The history of Snyder and Champness Molecular Genetics of Bacteria goes back more than 24 years (Figure). As a tribute to its original authors, Larry Snyder and Wendy Champness, the book was renamed for this fifth edition. The current authors, Tina M. Henkin and Joseph E. Peters, have skillfully updated the classic text to address the latest advances in scientific knowledge and technology. The text also contains many useful features to summarize main points, lists of suggested reading at the end of chapters, and full-color illustrations that will appeal to anyone intent on teaching or understanding the inner workings of bacterial molecular genetics.
Reading through each chapter, the reader can follow along with a sort of classical genetics take on molecular biology. That is, the book has a logical flow through 13 chapters, beginning with DNA structure, replication, and gene expression and ending at DNA repair, regulation, and genomic analysis. The introduction and first chapter, The Bacterial Chromosome, are designed to provide a basic background in genetics. They include historical perspectives and information on the molecular tree of life and the basic building blocks of DNA. The ensuing chapters build upon that introductory material and include more specific examples primarily centered around the most well-studied and understood bacteria.

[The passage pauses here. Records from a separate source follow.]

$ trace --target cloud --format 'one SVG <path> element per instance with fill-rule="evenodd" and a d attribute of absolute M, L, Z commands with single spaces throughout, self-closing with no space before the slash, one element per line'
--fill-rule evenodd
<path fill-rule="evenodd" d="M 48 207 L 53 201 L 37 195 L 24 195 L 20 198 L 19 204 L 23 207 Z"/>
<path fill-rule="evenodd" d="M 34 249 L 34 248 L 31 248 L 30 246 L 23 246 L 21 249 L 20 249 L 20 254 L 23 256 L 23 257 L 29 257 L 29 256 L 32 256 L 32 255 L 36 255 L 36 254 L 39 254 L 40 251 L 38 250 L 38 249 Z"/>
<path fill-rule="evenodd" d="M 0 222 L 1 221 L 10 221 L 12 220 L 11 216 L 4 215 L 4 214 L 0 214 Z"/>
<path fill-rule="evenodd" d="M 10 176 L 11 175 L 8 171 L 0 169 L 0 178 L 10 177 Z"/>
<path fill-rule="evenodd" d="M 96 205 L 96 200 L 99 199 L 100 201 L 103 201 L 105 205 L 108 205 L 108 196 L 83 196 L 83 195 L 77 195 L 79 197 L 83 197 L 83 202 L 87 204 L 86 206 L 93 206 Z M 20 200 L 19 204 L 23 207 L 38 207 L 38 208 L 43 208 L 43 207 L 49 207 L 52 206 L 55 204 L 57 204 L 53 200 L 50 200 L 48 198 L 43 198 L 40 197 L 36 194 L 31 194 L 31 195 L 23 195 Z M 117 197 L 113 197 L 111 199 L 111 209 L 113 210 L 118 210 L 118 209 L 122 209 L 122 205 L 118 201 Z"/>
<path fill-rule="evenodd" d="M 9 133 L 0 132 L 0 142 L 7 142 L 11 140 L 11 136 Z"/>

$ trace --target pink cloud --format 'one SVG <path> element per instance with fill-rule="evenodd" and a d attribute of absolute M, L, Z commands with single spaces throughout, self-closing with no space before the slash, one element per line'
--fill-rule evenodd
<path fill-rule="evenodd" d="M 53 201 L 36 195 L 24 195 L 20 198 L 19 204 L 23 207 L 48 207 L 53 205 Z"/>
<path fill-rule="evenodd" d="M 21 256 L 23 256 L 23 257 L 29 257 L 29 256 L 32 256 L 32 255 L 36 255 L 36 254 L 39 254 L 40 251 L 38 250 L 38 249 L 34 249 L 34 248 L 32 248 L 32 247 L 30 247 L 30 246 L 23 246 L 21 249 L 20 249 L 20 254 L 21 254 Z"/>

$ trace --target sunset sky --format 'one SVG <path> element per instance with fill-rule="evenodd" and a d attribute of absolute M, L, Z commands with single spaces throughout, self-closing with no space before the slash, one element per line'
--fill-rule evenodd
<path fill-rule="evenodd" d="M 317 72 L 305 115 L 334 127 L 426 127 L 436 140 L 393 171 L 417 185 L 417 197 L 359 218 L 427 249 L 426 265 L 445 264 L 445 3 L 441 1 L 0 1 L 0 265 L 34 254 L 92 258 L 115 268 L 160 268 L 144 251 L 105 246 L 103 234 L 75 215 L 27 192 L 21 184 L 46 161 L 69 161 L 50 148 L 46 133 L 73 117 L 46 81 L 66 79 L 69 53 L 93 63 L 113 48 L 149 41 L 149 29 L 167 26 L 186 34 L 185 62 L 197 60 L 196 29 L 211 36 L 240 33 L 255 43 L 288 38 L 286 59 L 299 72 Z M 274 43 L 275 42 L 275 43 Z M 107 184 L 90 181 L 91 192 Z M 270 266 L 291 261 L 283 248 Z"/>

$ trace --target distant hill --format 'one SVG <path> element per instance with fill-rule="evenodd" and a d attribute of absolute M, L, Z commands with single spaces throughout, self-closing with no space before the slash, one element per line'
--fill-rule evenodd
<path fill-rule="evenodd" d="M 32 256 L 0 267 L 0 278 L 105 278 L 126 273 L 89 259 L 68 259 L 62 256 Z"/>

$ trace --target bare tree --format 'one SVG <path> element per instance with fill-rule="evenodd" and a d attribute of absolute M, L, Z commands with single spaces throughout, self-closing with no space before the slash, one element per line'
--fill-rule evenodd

Results from peer-reviewed scientific articles are woven in throughout the book. Examples include the carbon storage regulator global regulatory network in Escherichia coli, lacZ mutations producing blue pigment, and the stages of Bacillus subtilis sporulation. The authors subtly introduce the reader to primary sources, in addition to bridging the gap between research and the classroom.
The new final chapter, Genomes and Genomic Analysis, is a welcome addition that provides background on laboratory techniques. The sections on sequencing methods could use more detail on new strategies (e.g., the diversity of short-read and long-read approaches to sequencing and their relative advantages and limitations). In addition, and of lesser importance, the Sanger sequencing “cart” is, if you will, presented before the PCR “horse.” Perhaps the next edition can delve deeper into these ever-evolving technologies.
Overall, the book contains material perfect for teaching a university-level course on bacterial molecular genetics. It also includes information for students and professionals (e.g., current or aspiring synthetic biologists) seeking to update their knowledge to the current state of the art of bacterial genetics.